As seen above, PencilFFTs generally outperforms P3DFFT in its default setting. This is largely explained by the choice of using non-blocking point-to-point MPI communications (via MPI_Isend and MPI_Irecv), while P3DFFT uses collective MPI_Alltoallv calls. This enables PencilFFTs to perform data reordering operations on the partially received data while waiting for the incoming data, leading to better performance. Moreover, in contrast with P3DFFT, the high performance and scalability of PencilFFTs results from a highly generic code, handling decompositions in arbitrary dimensions and a relatively large (and extensible) variety of transformations.
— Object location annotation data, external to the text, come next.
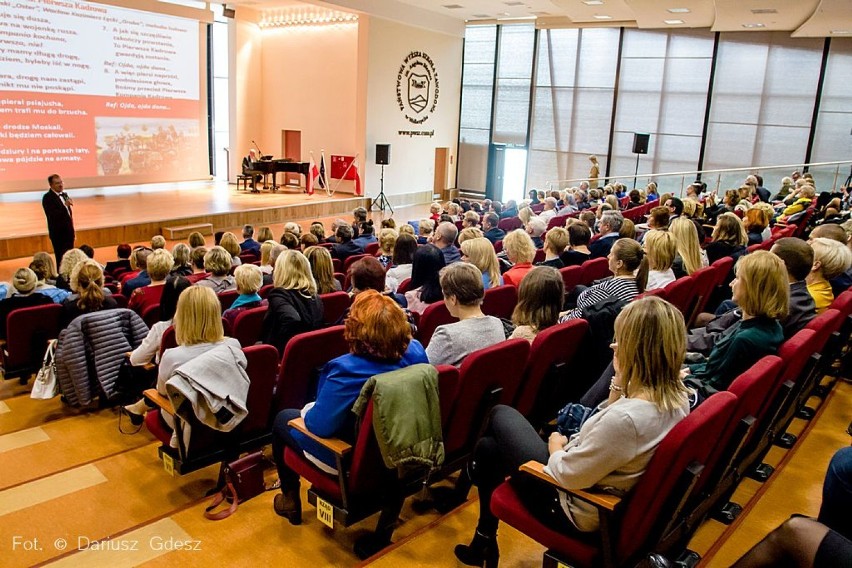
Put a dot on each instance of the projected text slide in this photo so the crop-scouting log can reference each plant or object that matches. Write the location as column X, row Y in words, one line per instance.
column 94, row 90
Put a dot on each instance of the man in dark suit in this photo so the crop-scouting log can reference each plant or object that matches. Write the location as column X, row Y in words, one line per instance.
column 60, row 219
column 610, row 225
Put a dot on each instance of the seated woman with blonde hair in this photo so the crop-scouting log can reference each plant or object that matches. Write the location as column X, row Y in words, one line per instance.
column 480, row 252
column 380, row 341
column 520, row 249
column 198, row 329
column 461, row 284
column 762, row 291
column 831, row 259
column 217, row 261
column 87, row 286
column 230, row 243
column 612, row 448
column 294, row 306
column 661, row 248
column 160, row 263
column 540, row 298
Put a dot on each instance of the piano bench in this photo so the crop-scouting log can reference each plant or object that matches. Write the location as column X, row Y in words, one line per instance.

Note that PencilFFTs can optionally use collective communications (using MPI_Alltoallv) instead of point-to-point communications. For details, see the docs for PencilFFTPlan and for PencilArray transpositions. As seen above, collective communications generally perform worse than point-to-point ones, and runtimes are nearly indistinguishable from those of P3DFFT.

Benchmark details

The benchmarks were performed using Julia 1.7-beta3 and Intel MPI 2019. We used PencilFFTs v0.12.5 with FFTW.jl v1.4.3 and MPI.jl v0.19.0. We used the Fortran implementation of P3DFFT, version 2.7.6, which was built with Intel 2019 compilers and linked to FFTW 3.3.8. The cluster where the benchmarks were run has Intel Cascade Lake 6248 processors with 2×20 cores per node.

The number of MPI processes along each decomposed dimension, $P_1$ and $P_2$, was automatically determined by a call to MPI_Dims_create, which tends to create a balanced decomposition with $P_1 ≈ P_2$. For instance, a total of 1024 processes is divided into $P_1 = P_2 = 32$. Different results may be obtained with other combinations, but this was not benchmarked.

The source files used to generate this benchmark, as well as the raw benchmark results, are all available in the PencilFFTs repo.